When he forced that open at last, he wished he had not, for the cabin was occupied after all, though its occupants had fallen out of sight, lying on the floor, one above the other. Both men had been blaster- burned. There was a strip of ident plate on the fore of the controls, and very gingerly Dane worked that out of its slot. When—if—they returned to the port, this might give some aid in solving these deaths—these murders.

He closed the door, wedging it the tighter with chunks of ice to lock it. But before he left, Dane opened the supply compartment. The rations might be of some use to them, though he could not carry them now, but it was what lay in the transport bin he wanted most to see. They had been killed. Had that bin been plundered?

His hunch was right. The seal on that compartment had been burned out, and the door hung half melted. It was empty, save for a single small piece of rock stuck in the edge of the broken door, as if it had been caught there when someone swept the contents out in a hurry.

The piece of rock was small enough to take along with the ident, and if it had been valuable enough to keep behind a seal lock, it must have some meaning.

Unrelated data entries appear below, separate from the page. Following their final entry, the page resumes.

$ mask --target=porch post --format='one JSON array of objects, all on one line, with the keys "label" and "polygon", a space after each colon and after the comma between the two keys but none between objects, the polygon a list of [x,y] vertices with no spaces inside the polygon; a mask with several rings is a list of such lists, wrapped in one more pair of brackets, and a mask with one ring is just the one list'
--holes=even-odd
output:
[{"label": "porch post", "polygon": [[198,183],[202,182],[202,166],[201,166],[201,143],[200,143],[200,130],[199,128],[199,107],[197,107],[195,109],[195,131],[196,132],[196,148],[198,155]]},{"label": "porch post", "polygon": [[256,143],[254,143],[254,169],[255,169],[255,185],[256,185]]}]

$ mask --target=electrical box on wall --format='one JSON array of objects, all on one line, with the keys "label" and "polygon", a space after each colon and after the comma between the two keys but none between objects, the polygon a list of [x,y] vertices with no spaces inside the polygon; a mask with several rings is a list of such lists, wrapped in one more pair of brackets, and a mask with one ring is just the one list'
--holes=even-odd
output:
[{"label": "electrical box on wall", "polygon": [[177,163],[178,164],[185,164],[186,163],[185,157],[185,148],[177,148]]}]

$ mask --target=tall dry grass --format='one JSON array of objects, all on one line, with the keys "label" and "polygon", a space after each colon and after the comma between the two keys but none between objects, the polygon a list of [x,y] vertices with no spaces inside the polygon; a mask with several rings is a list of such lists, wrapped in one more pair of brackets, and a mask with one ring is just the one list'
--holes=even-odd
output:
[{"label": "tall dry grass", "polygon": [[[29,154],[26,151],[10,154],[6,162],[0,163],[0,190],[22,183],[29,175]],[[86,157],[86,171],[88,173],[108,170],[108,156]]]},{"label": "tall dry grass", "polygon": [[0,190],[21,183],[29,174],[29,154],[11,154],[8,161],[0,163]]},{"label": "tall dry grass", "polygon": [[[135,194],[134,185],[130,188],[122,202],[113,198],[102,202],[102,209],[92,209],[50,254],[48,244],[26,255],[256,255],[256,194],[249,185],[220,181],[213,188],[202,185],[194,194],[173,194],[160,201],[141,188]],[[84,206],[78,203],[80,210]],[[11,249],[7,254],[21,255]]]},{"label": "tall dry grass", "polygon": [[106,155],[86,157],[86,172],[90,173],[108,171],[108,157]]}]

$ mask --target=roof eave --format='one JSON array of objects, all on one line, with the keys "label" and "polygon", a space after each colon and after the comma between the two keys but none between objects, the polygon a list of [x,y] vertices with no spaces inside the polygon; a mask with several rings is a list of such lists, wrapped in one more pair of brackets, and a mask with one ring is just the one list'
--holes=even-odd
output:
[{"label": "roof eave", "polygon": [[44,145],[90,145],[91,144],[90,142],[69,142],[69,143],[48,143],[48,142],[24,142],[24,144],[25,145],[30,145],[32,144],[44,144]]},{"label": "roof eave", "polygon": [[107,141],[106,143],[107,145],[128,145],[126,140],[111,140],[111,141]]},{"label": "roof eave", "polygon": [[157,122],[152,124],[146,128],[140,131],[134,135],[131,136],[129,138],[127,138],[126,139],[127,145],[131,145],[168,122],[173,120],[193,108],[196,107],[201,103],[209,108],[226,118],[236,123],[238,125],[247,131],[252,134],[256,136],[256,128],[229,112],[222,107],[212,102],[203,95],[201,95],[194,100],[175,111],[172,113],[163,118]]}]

Dane had no way of judging how long the crawler had been here, but he thought by the ice that had locked around it, it had been some time. As he climbed to the top of the cliff down which the machine had dug its way, he backtracked a little. The trail left there ran parallel with the cliff rim for a short space before the plunge down, which might mean that the descent had not been an attempt to flee across river but that the machine had been running off automatics, already carrying a dead crew when it went.

Was this the same machine that had left the marks below the plateau? It was likely, only he was not to be sidetracked any longer to find out.

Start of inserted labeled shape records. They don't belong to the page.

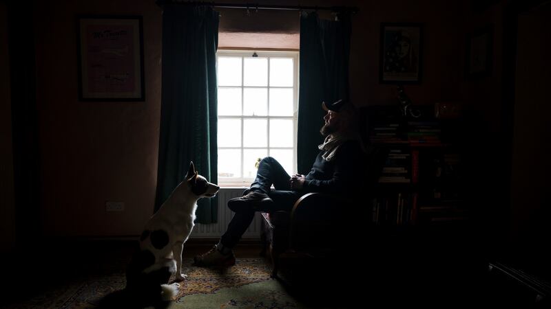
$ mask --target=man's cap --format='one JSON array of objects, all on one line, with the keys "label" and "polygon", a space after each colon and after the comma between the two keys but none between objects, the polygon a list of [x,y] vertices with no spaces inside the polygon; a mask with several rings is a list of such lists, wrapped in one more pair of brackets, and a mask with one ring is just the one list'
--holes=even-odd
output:
[{"label": "man's cap", "polygon": [[322,107],[326,111],[333,111],[334,112],[337,112],[340,111],[343,106],[346,103],[346,101],[341,99],[338,101],[334,102],[333,103],[327,104],[325,102],[322,102]]}]

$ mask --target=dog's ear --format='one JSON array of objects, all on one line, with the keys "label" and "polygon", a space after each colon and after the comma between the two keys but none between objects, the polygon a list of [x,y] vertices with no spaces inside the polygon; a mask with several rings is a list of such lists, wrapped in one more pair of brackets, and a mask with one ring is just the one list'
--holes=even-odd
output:
[{"label": "dog's ear", "polygon": [[185,179],[187,180],[191,179],[192,177],[194,177],[197,174],[197,172],[195,170],[195,165],[194,165],[194,161],[189,162],[189,170],[187,170],[187,174],[185,175]]}]

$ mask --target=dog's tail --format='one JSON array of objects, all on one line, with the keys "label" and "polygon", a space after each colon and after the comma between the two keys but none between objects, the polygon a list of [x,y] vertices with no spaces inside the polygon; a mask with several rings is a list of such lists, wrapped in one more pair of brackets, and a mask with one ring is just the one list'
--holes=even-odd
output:
[{"label": "dog's tail", "polygon": [[161,284],[160,297],[164,301],[169,301],[178,294],[178,286],[174,284]]}]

“Calling Thorson! Calling Kamil!” The signal was so sharp from his com that he started. “Return to LB, return to LB—at once!”

It was unlike Rip to be so formal—unless some emergency warranted that formality as a warning. The antline? Or, thought Dane, turning back on his trail at a steady trot and looking down at the crawler as he passed, had they two-legged enemies as well? Could those who had blasted the prospectors have turned their attention now on the spacecraft? Was Rip in such a position that he could not warn them save through his choice of words?

The brach made no sound. If the alien sensed trouble ahead as he had been able to sense the dragon’s actions, he was not saying so. Suddenly another thought crossed Dane’s mind, and it was almost as startling as that summons from the ship because it presented what was an impossibility as far as he knew. When they had found the brachs at bay before the antline, they had been inside the force field, a barrier that had kept the monster uneasy and unwilling to make an attack. And the dragons had been gone, also through that field. It had been a weak one, yes, but Ali had tested it, and it had worked. Then how had both species managed to pierce it?

“When the little one”—Dane spoke into the translator—“found the cage, there was a protection around it. Yet he went in, opened the door for the dragons—” Could he make the brach understand, or what had happened to the field? Had the aliens turned it off and then on again? They could turn it off if they had understood it. But to turn it on again from the inside was impossible.

The answer came hesitatingly as if the brach was also finding it difficult to explain a process he had taken for granted or else had not the proper vocabulary to make himself understood. “We think—if a thing is not alive, we can think what we wish to do, and it does that—”

Dane shook his head. If the brach meant what he said—that they had some control over the inanimate, some esper control—But the proof was that they had gone through the defense field. And the dragons, but it couldn’t be that the dragons could also do that?